A UAE-based financial firm with an investment fund that trades in the Forex currency markets has approached Cognitro Analytics to provide data analytics service which will ultimately lead to proving insights from a sample of trading data. The organization had implemented an automated trading systems with mixed views/sentiments about how the market reacts to global news. The firm requested that Cognitro analytics to explore extracting relationships from existing variables to build an appropriate forecasting model and ultimately predict the direction of the Forex market on the short term.
The problem of currency trading is an old one, and many had attempted to provide insights through classical technical analysis. However, there’a a vital role that advanced Analytics and AI (Artificial Intelligence) can play in optimizing trading strategy. The data provided was for USD-Euro trading transactions captured between 2013- 2015, with each entry representing a five-minute interval reading of 1) the sale price of the Euro over the dollar and 2) investment sentiments of long and short. Aside from predicting the Forex movement, the focus was also to pin-point the main events in the market that have triggered the any upward or downward movement. (See figure 1).
Figure 1. Project Phases
In the mixed of volatility of the streaming trading data, there are so many hidden signals of various levels of significance. The first part of the project was to pass the trading signal through machine learning heuristics to isolate those sequence of events driving currency fluctuations drivers with no prior knowledge or assumptions. To achieve this, we applied several pre-processing techniques and transformation techniques which including time-series to discrete events transformation a different instances of time along with the sentiments data in order to generate a set of probabilistic rules describing indicating. In order to generate the target variables, a series of optimal binning was achieved through vector quantization to obtain a 3-levels of L-M-H at any given moment forming possible trigger signals (See figure 2). A C4.5 decision tree was then used as a classifier for determining an appropriate action (among a predetermined set of actions) for a given case and post pruning method was then applied to avoid model overfitting.

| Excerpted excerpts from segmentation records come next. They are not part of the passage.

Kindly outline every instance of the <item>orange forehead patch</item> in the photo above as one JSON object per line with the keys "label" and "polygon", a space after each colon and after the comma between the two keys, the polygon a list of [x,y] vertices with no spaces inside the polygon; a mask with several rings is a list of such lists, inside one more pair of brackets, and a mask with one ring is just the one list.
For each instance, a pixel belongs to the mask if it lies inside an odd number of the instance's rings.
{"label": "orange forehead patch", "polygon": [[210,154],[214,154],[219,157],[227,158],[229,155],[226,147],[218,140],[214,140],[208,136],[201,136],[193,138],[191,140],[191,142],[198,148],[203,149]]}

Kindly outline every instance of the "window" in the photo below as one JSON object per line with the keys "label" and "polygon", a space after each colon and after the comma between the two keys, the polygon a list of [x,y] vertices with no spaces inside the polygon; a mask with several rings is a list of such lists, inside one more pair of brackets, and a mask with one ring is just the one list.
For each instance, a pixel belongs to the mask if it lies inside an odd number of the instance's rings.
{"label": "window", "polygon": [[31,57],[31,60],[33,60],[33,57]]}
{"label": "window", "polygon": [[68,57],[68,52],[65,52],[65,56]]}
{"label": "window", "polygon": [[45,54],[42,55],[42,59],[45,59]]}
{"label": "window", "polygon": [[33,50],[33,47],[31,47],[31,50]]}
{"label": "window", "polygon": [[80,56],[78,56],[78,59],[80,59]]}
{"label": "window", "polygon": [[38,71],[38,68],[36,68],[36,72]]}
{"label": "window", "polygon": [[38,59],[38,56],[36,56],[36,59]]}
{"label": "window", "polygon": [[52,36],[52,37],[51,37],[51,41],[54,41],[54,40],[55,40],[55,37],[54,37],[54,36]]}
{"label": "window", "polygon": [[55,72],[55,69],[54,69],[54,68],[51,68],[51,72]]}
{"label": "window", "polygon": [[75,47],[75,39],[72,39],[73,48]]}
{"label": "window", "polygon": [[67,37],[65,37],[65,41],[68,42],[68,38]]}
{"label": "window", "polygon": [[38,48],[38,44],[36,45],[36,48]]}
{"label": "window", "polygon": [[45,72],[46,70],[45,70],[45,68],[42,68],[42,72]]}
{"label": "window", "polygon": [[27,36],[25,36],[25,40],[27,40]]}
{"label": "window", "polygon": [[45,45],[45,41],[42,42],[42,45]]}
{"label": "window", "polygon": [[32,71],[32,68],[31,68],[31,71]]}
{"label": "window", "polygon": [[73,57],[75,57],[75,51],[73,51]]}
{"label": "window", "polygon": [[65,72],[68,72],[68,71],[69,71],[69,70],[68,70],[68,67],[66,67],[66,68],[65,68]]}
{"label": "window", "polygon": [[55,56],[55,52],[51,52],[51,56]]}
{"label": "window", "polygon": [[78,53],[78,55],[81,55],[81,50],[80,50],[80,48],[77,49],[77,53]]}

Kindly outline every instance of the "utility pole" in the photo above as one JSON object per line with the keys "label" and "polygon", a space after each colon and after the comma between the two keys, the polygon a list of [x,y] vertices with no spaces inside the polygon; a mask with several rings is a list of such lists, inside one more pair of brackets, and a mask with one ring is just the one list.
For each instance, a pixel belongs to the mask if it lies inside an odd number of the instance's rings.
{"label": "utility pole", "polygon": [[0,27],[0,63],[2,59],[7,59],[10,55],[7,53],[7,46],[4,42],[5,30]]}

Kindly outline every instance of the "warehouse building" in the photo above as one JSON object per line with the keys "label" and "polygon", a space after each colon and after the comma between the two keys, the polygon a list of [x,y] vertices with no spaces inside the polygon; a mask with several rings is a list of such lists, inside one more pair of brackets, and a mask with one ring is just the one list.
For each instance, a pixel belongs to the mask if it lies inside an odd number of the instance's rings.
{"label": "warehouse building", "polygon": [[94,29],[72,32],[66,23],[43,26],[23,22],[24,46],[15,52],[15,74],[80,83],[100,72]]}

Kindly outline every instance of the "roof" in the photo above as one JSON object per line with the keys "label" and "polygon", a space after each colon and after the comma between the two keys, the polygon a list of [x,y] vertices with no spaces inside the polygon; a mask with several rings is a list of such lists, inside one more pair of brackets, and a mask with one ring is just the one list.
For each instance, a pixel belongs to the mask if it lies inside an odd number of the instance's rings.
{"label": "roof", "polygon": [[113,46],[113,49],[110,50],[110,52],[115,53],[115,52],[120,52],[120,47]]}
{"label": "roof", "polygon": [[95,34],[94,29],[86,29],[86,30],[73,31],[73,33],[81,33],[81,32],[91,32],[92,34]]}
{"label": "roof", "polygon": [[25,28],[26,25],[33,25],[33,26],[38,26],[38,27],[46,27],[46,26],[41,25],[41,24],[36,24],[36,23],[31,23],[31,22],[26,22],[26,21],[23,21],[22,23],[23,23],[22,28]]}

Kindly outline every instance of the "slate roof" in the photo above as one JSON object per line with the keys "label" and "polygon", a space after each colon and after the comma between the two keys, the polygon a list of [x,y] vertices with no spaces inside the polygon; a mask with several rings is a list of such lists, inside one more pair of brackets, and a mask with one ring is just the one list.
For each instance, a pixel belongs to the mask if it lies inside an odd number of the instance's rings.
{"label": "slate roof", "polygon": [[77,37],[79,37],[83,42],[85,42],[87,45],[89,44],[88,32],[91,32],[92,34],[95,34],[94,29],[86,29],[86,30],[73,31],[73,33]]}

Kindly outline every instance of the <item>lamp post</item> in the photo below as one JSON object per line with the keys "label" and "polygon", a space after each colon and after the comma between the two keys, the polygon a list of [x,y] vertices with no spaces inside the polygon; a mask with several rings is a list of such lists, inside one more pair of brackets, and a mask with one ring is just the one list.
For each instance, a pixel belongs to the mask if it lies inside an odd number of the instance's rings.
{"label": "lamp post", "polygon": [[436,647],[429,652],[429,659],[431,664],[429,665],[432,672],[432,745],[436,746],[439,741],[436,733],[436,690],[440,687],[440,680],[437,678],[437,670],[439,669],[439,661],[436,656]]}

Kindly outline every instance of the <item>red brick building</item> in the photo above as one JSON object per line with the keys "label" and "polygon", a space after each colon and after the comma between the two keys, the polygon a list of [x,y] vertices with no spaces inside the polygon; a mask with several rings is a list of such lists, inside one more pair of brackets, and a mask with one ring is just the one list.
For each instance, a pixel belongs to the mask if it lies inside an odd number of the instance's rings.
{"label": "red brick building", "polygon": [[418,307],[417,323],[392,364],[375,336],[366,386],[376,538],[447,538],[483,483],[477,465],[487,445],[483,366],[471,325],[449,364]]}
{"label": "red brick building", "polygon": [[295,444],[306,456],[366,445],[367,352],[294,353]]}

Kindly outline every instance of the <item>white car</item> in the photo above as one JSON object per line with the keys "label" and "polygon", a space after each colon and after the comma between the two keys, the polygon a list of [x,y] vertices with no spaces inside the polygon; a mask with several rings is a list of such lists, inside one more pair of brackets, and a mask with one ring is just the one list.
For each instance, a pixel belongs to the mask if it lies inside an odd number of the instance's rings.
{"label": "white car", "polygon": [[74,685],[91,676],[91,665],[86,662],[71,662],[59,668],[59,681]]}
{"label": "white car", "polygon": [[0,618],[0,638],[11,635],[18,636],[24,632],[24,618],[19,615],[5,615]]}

Figure 2. How to generate the target variable
Two data set we used :the training set (seen data) to build the model ,and the test set (unseen data) to measure its performance , this method is repeated 10 times , on each time the whole dataset is divided into 70:30 ratio for training: testing process. After 200 round of simulations of the training part of the earlier trading cycles, our model was found to have accurately predicted the direction of the Euro/Dollar 5 days in advance, and that acting on the recommendation of the model, a 15% of return on investment over a period of one month was guaranteed.